Working from home can bring up new, different, or even increased anxiety. Below are some techniques that you can use to improve your ability reduce anxiety right from your own home. Anxiety often requires longer term treatment, but with the following tips, you may be able to effectively reduce your overall anxiety and stress.
Exercising is a very effective home treatment strategy for anxiety. People often think that exercising is just important for physical health – but it’s equally vital for one’s mental wellbeing. This is because exercise helps us to regulate hormones that increase our levels of endorphins, which are the body’s natural painkillers.
2. Relaxation Room
When something is making you stressed, like work or conflict, you may benefit from a relaxation room. This is a place free from bright lights, technology, and other distractions. It shouldn’t even have photos or clutter – it should just be a room that you can rest in without anything to keep you awake, distracted or uncomfortable. Going into that room for 30 minutes every day can bring you some of the relief you need. You should also consider combining that time with relaxation exercises, such as progressive muscle relaxation, journaling, or deep breathing.
Dehydration can seriously affect your health for the worse. Some researchers theorize that drinking extra water may help relieve some anxiety symptoms. This is because dehydration is linked4 to higher concentrations of the stress hormone, cortisol.

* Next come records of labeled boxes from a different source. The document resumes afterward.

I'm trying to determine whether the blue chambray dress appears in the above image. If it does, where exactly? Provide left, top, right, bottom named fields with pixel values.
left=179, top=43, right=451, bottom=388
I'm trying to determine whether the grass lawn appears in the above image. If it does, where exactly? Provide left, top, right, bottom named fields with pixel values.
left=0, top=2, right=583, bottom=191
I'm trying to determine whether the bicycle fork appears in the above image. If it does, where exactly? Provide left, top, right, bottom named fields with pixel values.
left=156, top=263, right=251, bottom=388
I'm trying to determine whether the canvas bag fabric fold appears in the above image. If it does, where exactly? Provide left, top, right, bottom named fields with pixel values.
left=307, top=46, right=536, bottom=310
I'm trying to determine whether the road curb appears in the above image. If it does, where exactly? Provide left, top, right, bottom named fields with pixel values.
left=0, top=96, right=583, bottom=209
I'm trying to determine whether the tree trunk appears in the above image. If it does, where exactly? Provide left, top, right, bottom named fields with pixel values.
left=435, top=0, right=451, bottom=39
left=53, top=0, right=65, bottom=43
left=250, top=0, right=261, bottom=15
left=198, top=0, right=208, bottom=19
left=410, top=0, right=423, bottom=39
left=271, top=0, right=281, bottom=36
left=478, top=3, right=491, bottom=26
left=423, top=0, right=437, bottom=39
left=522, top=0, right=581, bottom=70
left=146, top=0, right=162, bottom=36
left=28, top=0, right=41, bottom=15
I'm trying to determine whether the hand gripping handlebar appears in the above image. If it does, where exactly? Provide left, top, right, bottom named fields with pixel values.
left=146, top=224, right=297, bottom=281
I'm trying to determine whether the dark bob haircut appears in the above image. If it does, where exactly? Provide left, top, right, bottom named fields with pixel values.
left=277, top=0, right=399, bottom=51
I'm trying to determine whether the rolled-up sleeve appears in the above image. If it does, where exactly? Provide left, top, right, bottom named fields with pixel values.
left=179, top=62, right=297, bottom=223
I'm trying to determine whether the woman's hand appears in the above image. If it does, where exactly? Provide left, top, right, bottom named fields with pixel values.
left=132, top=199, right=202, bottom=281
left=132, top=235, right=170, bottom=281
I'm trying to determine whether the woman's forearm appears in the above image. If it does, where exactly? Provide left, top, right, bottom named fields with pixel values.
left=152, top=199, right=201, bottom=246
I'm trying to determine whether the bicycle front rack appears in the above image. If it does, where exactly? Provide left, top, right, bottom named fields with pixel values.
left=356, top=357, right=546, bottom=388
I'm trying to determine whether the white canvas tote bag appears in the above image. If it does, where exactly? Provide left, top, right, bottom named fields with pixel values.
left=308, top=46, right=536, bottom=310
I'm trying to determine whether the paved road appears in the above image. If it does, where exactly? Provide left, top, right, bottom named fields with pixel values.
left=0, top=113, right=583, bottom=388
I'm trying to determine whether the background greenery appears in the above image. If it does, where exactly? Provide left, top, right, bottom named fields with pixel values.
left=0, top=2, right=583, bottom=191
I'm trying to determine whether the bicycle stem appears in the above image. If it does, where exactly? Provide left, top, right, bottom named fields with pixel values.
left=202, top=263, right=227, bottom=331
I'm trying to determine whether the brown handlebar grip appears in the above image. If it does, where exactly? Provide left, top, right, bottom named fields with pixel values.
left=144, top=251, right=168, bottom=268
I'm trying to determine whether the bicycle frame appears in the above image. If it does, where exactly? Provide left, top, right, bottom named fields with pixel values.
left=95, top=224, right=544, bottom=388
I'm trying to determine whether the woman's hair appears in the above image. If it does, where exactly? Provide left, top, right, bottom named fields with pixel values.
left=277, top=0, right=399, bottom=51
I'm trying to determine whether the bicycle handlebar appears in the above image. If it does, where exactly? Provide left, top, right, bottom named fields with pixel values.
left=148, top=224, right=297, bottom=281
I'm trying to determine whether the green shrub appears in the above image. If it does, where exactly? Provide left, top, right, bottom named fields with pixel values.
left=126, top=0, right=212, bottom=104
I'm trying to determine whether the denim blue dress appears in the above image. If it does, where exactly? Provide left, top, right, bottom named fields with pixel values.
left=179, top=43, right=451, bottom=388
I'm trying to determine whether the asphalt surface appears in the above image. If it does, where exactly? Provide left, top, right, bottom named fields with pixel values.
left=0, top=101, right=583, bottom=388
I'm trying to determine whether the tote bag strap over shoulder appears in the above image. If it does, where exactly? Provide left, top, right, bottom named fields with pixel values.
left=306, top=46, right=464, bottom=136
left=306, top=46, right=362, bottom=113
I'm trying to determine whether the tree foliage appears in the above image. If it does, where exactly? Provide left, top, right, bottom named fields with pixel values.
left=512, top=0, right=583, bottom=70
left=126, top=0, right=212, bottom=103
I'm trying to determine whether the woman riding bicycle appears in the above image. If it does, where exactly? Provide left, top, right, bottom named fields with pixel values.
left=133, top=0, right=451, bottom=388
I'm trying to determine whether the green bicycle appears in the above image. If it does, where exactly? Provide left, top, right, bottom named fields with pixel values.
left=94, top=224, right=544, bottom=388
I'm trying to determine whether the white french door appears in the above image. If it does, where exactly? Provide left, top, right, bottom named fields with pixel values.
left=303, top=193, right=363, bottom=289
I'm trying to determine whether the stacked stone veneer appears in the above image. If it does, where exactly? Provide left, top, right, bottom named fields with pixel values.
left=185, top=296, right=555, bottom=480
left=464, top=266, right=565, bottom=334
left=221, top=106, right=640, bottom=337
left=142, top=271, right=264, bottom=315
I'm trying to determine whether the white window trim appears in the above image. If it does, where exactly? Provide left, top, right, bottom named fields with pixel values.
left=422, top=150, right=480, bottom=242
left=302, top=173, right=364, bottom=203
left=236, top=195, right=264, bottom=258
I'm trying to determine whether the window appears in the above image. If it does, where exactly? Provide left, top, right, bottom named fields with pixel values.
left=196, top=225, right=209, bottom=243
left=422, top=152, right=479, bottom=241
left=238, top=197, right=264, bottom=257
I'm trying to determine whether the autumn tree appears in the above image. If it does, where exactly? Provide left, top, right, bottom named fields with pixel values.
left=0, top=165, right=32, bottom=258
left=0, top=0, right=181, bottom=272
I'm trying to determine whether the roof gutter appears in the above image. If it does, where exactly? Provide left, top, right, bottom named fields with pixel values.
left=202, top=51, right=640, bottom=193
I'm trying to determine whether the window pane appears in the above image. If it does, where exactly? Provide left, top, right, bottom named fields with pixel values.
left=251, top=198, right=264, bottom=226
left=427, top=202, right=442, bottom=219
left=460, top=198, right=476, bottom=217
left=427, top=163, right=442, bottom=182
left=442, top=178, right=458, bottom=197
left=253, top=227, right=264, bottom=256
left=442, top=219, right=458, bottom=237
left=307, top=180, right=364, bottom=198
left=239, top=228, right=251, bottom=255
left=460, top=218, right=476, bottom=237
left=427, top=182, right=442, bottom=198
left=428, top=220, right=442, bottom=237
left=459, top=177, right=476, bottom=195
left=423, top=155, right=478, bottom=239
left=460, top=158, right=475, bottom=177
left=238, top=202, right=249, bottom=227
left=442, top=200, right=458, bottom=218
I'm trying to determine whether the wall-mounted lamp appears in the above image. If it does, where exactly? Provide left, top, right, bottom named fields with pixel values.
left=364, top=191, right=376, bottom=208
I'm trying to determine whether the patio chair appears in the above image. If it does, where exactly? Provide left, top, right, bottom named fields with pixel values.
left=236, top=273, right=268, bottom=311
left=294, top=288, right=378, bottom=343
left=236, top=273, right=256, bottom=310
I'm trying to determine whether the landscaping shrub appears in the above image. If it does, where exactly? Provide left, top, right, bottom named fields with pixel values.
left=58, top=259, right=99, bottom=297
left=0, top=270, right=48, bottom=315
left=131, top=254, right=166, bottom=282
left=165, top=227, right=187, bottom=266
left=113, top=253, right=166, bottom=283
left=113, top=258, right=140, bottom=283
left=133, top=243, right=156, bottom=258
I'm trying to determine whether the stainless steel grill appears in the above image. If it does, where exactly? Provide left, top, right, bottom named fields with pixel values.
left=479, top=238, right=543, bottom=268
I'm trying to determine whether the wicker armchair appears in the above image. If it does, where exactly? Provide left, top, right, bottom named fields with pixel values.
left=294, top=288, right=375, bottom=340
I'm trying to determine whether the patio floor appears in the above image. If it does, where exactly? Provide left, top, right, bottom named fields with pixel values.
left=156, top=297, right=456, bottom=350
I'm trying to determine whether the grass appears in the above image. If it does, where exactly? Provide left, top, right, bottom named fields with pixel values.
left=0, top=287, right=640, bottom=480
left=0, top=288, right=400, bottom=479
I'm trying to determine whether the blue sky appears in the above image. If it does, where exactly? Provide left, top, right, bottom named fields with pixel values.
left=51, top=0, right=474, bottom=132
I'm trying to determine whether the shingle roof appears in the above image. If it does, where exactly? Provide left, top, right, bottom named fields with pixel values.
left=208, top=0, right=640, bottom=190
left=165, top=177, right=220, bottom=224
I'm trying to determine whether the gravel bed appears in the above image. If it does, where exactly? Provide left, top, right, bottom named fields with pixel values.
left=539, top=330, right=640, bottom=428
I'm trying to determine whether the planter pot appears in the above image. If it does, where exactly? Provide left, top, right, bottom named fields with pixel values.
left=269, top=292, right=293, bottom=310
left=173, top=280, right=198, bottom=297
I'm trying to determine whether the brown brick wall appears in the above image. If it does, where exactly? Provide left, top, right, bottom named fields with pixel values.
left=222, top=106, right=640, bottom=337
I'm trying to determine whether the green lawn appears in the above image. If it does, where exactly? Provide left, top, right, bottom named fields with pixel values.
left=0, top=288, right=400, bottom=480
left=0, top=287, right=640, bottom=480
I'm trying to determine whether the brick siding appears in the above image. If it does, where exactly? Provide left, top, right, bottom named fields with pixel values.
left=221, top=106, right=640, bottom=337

By drinking water, therefore, you’re diluting the amount of cortisol in your bloodstream.
4. Get Off the Screen
Technology can exacerbate or potentially even cause anxiety symptoms. When we’re anxious we become emotionally overwhelmed to the point where it’s very hard to calm ourselves down or think rationally about what to do.
At times like these, it can help to take half an hour off in order to remove yourself from your computer and other devices. Go on a walk. Practice deep breathing. Read a book. This will give you a break from the source of your stress so that you can calm down a little before revisiting the situation when you’re in a better mind space.
5. Write It Down
Journaling is another tool that has some potentially profound benefits. When you write out your thoughts and feelings in a journal, you release them from your mind in such a way that you’ll often find they no longer control your thoughts. Research5 has shown that the act of thinking about and writing down our emotions can help us reduce the intensity of those experiences.
6. Take a Bath or Shower
Taking a hot bath really is an incredible relaxation strategy. Warm water provides your entire body with a level of relaxation that can be beneficial for reducing some of the anxiety symptoms that can be so disruptive to your life. You can even add some relaxation essential oils to the shower.
Like many other treatments, bathing isn’t going to be a one-stop cure. However, when physical aches and pains from anxiety are causing you even more anxiety, taking the occasional warm bath may just help you to cope with several symptoms at once.
Most home remedies for anxiety are designed to relieve symptoms and help you cope with your anxiety overall. Anxiety is often a self-sustaining problem, because the more anxiety symptoms you experience, the more likely your are to fear your anxiety, which in turn causes even more anxiety symptoms.